I read you question like this
"Given input of n numbers from domain D, what is the fastest way to write down sorted input of those n numbers, provided that you can store only k numbers (k < n) in memory? Provide algorithm for n = 10000, k = 1000."
Note, in your question you say that domain D is a range from 1 to 10000. I believe that is an oversimplification. With n = 10000 and input being a range (no repetition), this becomes trivial as you will know exactly where each number should be written in the sorted file. Furthermore you know exactly what are the contents of that file and you don't have to write it at all and you don't have to read the input. :D
Now if the N(D) is not equal n or if you allow repetition then the problem becomes a bit more interesting.
If the memory is limited, I think the intuitive approach is to do this:
1st approach
Reading the input you will be able to sort at most k1 elements before writing them down, where k1 is the number of element which will require k elements in memory to be sorted.
You will end up with f = (n div k1) + 1 files which are internally sorted.
Then you will need to read from f files and merge the partially sorted data writing them down into a final file.
Different sorts have different memory requirements and will produce a different number of partially sorted files that will have to be merged.
Merging more files will require more memory because you will not know in which file you can find the next number.
2nd approach
Another approach is, as you suggest, to know in which file you can find the next number. It is like putting them in buckets based on their size (distributing the sort by classifying), but the problem there is that unless you know how is your data distributed it will not be easy to determine the range of each bucket.
The size of each bucket should be again k1 for least number of files.
Assuming that you know something about your data distribution this could be done, otherwise you will need another pass over your data to establish the cutting points.
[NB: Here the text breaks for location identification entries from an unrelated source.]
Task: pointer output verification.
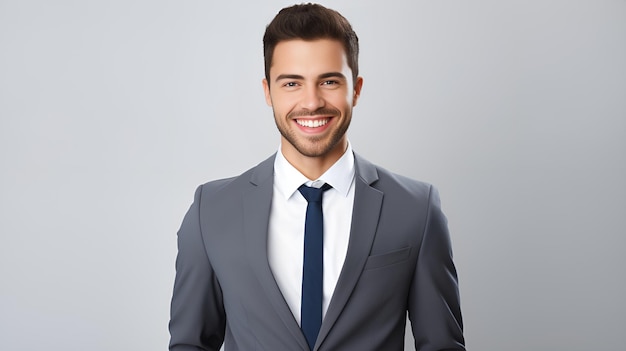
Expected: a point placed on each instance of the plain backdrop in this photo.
(112, 112)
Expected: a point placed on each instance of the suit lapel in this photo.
(256, 211)
(365, 214)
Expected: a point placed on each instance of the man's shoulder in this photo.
(253, 176)
(386, 180)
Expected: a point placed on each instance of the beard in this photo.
(314, 146)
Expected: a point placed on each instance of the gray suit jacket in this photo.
(399, 260)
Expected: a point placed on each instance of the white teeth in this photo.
(312, 123)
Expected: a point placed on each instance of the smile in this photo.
(312, 123)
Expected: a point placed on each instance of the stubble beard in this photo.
(314, 146)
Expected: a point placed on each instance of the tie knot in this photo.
(313, 194)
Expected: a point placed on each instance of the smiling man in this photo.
(315, 248)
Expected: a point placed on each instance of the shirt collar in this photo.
(287, 179)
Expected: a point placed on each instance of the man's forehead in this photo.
(322, 54)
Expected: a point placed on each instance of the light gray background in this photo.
(112, 112)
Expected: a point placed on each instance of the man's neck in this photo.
(313, 167)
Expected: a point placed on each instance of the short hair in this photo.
(310, 22)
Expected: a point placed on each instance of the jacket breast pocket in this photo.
(388, 258)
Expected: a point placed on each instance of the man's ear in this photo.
(266, 90)
(357, 90)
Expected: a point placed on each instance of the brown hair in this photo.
(310, 22)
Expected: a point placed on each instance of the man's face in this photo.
(312, 95)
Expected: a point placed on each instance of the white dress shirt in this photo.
(285, 247)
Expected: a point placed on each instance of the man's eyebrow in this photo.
(289, 76)
(321, 76)
(333, 75)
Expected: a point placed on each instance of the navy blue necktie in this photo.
(313, 268)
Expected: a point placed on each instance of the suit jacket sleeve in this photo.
(434, 308)
(197, 320)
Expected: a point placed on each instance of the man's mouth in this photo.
(312, 123)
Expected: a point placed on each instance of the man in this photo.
(264, 266)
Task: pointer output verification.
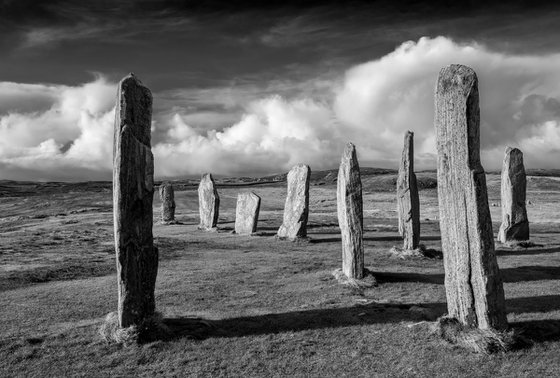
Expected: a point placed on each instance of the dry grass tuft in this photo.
(366, 282)
(485, 341)
(151, 329)
(419, 253)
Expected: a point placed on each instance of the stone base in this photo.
(213, 229)
(520, 244)
(151, 329)
(367, 282)
(478, 340)
(419, 253)
(299, 239)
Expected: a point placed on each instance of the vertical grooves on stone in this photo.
(350, 213)
(133, 168)
(472, 274)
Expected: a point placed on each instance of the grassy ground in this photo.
(268, 307)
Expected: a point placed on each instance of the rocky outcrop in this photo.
(515, 225)
(167, 195)
(408, 203)
(208, 203)
(296, 209)
(473, 285)
(247, 213)
(350, 213)
(133, 190)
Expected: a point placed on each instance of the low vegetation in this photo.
(257, 306)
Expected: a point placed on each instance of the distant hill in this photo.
(373, 179)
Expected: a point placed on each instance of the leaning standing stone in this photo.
(515, 225)
(475, 295)
(350, 213)
(408, 204)
(247, 213)
(296, 208)
(208, 202)
(167, 195)
(133, 189)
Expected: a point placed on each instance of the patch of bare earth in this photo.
(256, 306)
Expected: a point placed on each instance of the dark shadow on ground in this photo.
(544, 303)
(518, 274)
(526, 251)
(370, 313)
(539, 330)
(366, 238)
(530, 273)
(295, 321)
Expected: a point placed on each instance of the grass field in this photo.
(256, 306)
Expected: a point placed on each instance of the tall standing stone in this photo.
(296, 209)
(408, 203)
(515, 225)
(208, 202)
(350, 213)
(133, 190)
(167, 195)
(247, 213)
(473, 284)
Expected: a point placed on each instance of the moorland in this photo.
(258, 306)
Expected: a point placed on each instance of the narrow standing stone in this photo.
(247, 213)
(408, 204)
(473, 284)
(167, 195)
(350, 213)
(208, 202)
(133, 190)
(296, 209)
(515, 225)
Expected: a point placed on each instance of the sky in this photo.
(248, 88)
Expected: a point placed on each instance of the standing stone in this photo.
(296, 208)
(247, 213)
(167, 195)
(208, 202)
(408, 204)
(473, 285)
(515, 225)
(133, 190)
(350, 213)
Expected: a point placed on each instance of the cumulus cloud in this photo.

For general data where the size of a bucket is not known and you can not first pass over all of the data you (for example if you have to keep some sort of sorted structure for your data as the input is coming in and you don't know what will come next) you would basically have to keep an index such as B+ tree, but this is not optimal. Indexes are optimized for fast retrieval and (some of them) for insertion of small number of new elements.
3rd approach
Having such a small domain allows to simply count the numbers and write their frequency down. If you can have random access to the output files the file system buffering can take care of the efficiency (buffering is an algorithm that does efficient disk writes limited by memory usage, the only problem is if the size of the buffer is less then k numbers and if the chosen bitmap like structure is the most efficient).
Intuitively I would say that the best bet would be to first calculate distribution and calculate the size and limits for each bucket. Then divide the file into buckets. Then sort each bucket. I guess that some performance could be squeezed out by at least partially sorting the data while writing them into buckets.